そのままジャイアントスイングの要領ではやての近くまで投げ飛ばす。

「くっ……和也さん………」

「くそっ!……思いの外、強ぇ………」

「デェムシュさん。使い心地はどうですか?」

「うむ、なかなか良いな。この剣も。

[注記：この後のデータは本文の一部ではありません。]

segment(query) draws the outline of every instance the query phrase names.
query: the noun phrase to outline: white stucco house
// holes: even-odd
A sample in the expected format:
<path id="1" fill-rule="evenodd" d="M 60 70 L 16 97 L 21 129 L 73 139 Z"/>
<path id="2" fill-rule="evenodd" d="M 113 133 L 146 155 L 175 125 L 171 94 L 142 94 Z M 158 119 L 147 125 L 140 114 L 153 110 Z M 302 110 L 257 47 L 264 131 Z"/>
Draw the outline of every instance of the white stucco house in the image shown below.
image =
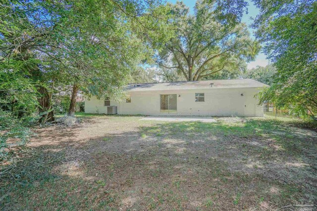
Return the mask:
<path id="1" fill-rule="evenodd" d="M 85 112 L 107 114 L 115 106 L 118 114 L 262 117 L 255 95 L 264 86 L 252 79 L 132 84 L 121 102 L 86 98 Z"/>

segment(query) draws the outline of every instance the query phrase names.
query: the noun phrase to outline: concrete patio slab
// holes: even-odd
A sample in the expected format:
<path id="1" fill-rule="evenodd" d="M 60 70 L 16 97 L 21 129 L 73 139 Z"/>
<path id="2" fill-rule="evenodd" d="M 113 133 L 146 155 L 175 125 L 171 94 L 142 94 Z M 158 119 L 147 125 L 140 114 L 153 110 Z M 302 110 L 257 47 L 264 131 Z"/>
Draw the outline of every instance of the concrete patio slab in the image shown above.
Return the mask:
<path id="1" fill-rule="evenodd" d="M 165 122 L 201 122 L 202 123 L 216 123 L 214 119 L 210 117 L 146 117 L 140 120 Z"/>

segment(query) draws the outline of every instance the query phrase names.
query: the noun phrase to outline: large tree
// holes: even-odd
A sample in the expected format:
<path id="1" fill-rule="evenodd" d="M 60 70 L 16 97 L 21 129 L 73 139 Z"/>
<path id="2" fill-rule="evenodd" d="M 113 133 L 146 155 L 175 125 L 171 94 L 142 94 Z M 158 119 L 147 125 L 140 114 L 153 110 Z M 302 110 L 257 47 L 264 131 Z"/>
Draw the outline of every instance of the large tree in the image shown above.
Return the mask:
<path id="1" fill-rule="evenodd" d="M 273 83 L 273 76 L 276 73 L 276 68 L 270 64 L 265 67 L 260 66 L 248 70 L 241 76 L 245 79 L 252 79 L 266 84 L 271 85 Z"/>
<path id="2" fill-rule="evenodd" d="M 256 36 L 277 69 L 261 102 L 317 121 L 317 2 L 254 1 L 261 11 L 254 24 Z"/>
<path id="3" fill-rule="evenodd" d="M 175 38 L 161 45 L 159 66 L 180 73 L 187 81 L 207 78 L 223 70 L 244 70 L 259 46 L 246 25 L 239 23 L 244 2 L 230 1 L 198 0 L 193 15 L 181 2 L 170 4 L 170 21 L 177 30 Z"/>
<path id="4" fill-rule="evenodd" d="M 164 18 L 157 1 L 3 1 L 0 62 L 23 66 L 21 74 L 34 82 L 42 123 L 53 120 L 52 93 L 62 84 L 73 87 L 73 100 L 78 88 L 118 98 L 151 51 L 142 37 L 160 23 L 151 17 Z M 163 38 L 155 32 L 152 38 Z"/>

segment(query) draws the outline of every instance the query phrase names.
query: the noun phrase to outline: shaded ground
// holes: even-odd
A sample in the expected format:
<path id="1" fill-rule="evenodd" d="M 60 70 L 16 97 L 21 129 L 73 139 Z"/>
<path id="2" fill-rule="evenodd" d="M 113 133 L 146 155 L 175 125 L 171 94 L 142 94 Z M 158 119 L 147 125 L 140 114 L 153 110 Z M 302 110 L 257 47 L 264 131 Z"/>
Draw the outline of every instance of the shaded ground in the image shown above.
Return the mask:
<path id="1" fill-rule="evenodd" d="M 37 129 L 1 174 L 2 209 L 294 210 L 317 198 L 314 131 L 263 118 L 142 117 Z"/>

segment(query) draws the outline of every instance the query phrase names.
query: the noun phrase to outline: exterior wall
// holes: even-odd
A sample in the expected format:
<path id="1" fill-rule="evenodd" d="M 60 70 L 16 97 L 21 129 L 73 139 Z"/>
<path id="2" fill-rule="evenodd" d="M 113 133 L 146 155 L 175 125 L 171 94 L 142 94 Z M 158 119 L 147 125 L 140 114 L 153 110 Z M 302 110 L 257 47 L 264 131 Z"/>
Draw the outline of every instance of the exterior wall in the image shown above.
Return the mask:
<path id="1" fill-rule="evenodd" d="M 118 106 L 119 112 L 119 103 L 110 101 L 110 105 Z M 92 96 L 90 99 L 85 98 L 85 113 L 88 114 L 106 114 L 107 107 L 104 106 L 104 100 L 99 100 L 95 96 Z"/>
<path id="2" fill-rule="evenodd" d="M 111 101 L 110 105 L 118 106 L 119 114 L 262 117 L 263 107 L 257 106 L 258 100 L 254 97 L 258 91 L 257 88 L 132 91 L 129 93 L 130 103 Z M 195 102 L 196 93 L 204 93 L 205 102 Z M 160 94 L 177 94 L 177 114 L 160 113 Z M 85 109 L 86 113 L 106 113 L 104 101 L 95 97 L 90 101 L 85 100 Z"/>

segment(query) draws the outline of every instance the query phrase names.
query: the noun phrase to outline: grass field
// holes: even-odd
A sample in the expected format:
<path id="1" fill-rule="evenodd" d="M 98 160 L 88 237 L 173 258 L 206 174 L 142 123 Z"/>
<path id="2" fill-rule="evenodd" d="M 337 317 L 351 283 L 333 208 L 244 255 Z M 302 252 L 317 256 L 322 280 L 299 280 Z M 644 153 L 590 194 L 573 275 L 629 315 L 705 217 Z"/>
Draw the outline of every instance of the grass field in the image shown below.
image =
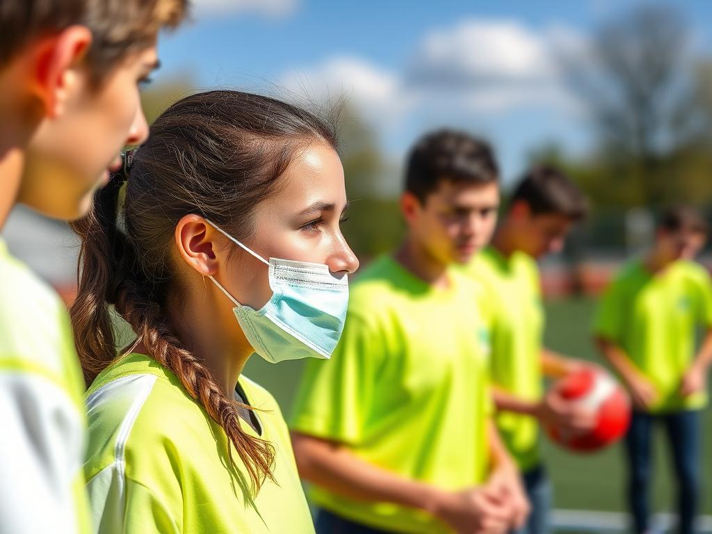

流石は『宝具』と呼ばれているだけある………」

吹き飛ばされたり、投げ飛ばされたりしたはやてと和也がそう言うなか、そう尋ねる加頭に対し、デェムシュ進化体は右手に握った、剣と槍を一体化させたような形状の金色の武器を見ながらそう言う。

「くっ……なんや?あの剣は………」

『先程の音声から察するに剣の名前は『サウザンドジャッカー』だと思われますが………』

「何れにせよ、あの剣もリヒテルの情報にはない情報だな……ッ!?」

「『!?』」

その時、和也とはやて、はやてとユニゾンしているリィンの三人はデェムシュ進化体の胸の中で妖しくも光り輝くカード……『セイバー』のクラスカードの存在に気付いた。